CONTACT: Jon Corsiglia or Liz Moore, 202-667-6982

Farm Subsidy Database Returns With New Information

Update Tracks Payments During First Year of 2002 Farm Bill

WASHINGTON - The Environmental Working Group (EWG) launched the first major upgrade to its Farm Subsidy Database website on September 9 and added more than 16 million subsidy payment records to the website. The upgraded website now tracks over 108 million USDA payments totaling $114 billion. The site has drawn millions of visitors and "served" tens of millions of page-views since its debut in November 2001.

The updated site also provides thousands of new analyses, including top-recipient listings and payment concentration analyses at the state and county levels, and within each major USDA program. EWG has also added, for the first time, information provided by USDA on ownership interests in subsidized farms.

EWG's findings include:

Payment concentration is on the rise. In 1995, the top 10 percent of recipients took in 55 percent of total subsidy payments (all categories combined), "earning" them $3.98 billion. By 2002, the top 10 percent collected 65 percent of total subsidies, a share worth $7.8 billion.
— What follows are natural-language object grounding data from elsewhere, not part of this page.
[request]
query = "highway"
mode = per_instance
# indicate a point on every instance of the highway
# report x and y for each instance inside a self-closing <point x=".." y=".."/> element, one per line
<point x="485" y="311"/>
The peanut quota buy-out has been a taxpayer-funded windfall for the largest quota holders. The top 10 percent of peanut subsidy recipients in 2002 collected 62 percent of the payments. The top recipients included John Hancock Mutual Life Insurance, which collected $2,124,760 in peanut subsidies in 2002.

The dairy subsidy program is much more equitable than most commodity programs. In 2002, the first year the program took effect, the top 10 percent of recipients collected only 33 percent of the dairy subsidies.

Conservation programs accounted for only 12.5 percent of total agricultural subsidies between 1995 and 2002. Conservation's share decreased during this period, funding to conservation programs remained level while commodity programs increased drastically - at a time when they were supposed to decline.

"Why should we continue to provide direct payments to the overwhelmingly largest producers of certain, favored crops? These data reinforce our view that more federal assistance, in the form of conservation program support, should be made available to farms of all sizes, regardless of what they grow," said EWG President Ken Cook.